Study finds weak participation on Web 2.0 sites - gibsonf1
http://news.com.com/Study+finds+weak+participation+on+Web+2.0+sites/2100-1032_3-6177059.html?tag=nefd.top
======
pg
Odd spin to the title. The ratios they quote sound about what I'd predict.
What standard are they weak in comparison to? Presumably whatever uneducated
guess the writer of this article already had in his head. This kind of thing
is exactly why traditional journalism sucks.

------
Goladus
However low it might be, as a ratio, isn't something I'd really be too
concerned with. The ratio of Steven Spielberg to everyone who sees his movies
is pretty low, for example. I don't think that's a problem.

Only 0.2% of users upload photos to flikr, probably because the number of
lurkers has skyrocketed. The number of quality contributors only needs to grow
fast enough to keep the lurkers and voters growing.

------
timg
No kidding.
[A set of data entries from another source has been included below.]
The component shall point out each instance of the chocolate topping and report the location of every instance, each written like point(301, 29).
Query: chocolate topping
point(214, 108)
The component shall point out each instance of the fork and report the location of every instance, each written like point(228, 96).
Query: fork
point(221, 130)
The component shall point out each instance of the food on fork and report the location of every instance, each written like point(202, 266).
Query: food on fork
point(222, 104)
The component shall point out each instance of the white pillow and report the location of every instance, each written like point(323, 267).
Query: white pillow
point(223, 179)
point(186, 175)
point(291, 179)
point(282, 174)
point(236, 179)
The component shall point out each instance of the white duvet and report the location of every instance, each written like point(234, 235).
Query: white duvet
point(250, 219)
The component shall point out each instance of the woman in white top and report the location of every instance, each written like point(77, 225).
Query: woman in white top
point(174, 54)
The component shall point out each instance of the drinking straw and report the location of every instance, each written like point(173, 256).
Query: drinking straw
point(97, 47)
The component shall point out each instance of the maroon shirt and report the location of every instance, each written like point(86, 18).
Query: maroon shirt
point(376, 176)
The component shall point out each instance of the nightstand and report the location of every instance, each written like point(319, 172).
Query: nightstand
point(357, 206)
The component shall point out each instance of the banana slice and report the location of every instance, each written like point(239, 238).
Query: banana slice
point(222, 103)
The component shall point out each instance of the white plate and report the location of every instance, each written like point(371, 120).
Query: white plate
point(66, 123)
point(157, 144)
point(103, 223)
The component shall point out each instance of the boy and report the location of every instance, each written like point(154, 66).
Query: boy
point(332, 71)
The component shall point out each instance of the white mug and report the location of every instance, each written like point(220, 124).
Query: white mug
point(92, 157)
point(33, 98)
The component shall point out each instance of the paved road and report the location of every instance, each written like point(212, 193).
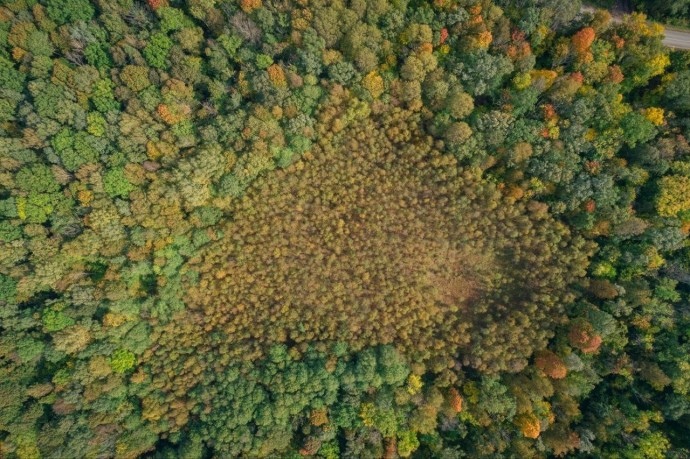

As much as some people around here hate to hear it, sometimes you
have to FORCE your users _provide_ content before they can _receive_ their
fill of content from your app. What are the benefits/costs of each approach?

Allowing users to receive without giving content:

1\. Good: Maximizes the impact of your PR/ Lets you grow really fast over a
short period of time.

2\. Bad: Easy come, easy go. Since the users have no role as a content
creator, they will be out of there the second your competitor has the
slightest feature improvements over you.

Requiring every user to be a creator (edit- to receive full benefit from your
app):

1\. Bad: The start can be rough. Expect to have to really have to use some
marketing ingenuity.

2\. Good: Users will be locked in.

3\. Good: Your site will (should) be far more valuable if more people are
contributing. This, along with #1 will lead to exponential growth.

4\. Maybe bad: With this abundance of content, it will be mandatory that you
find a way to present the user with the content that is most relevant to him.

5\. Good: You are monopolizing access to a lot of content. You can probably
charge users directly for this access.

Thoughts?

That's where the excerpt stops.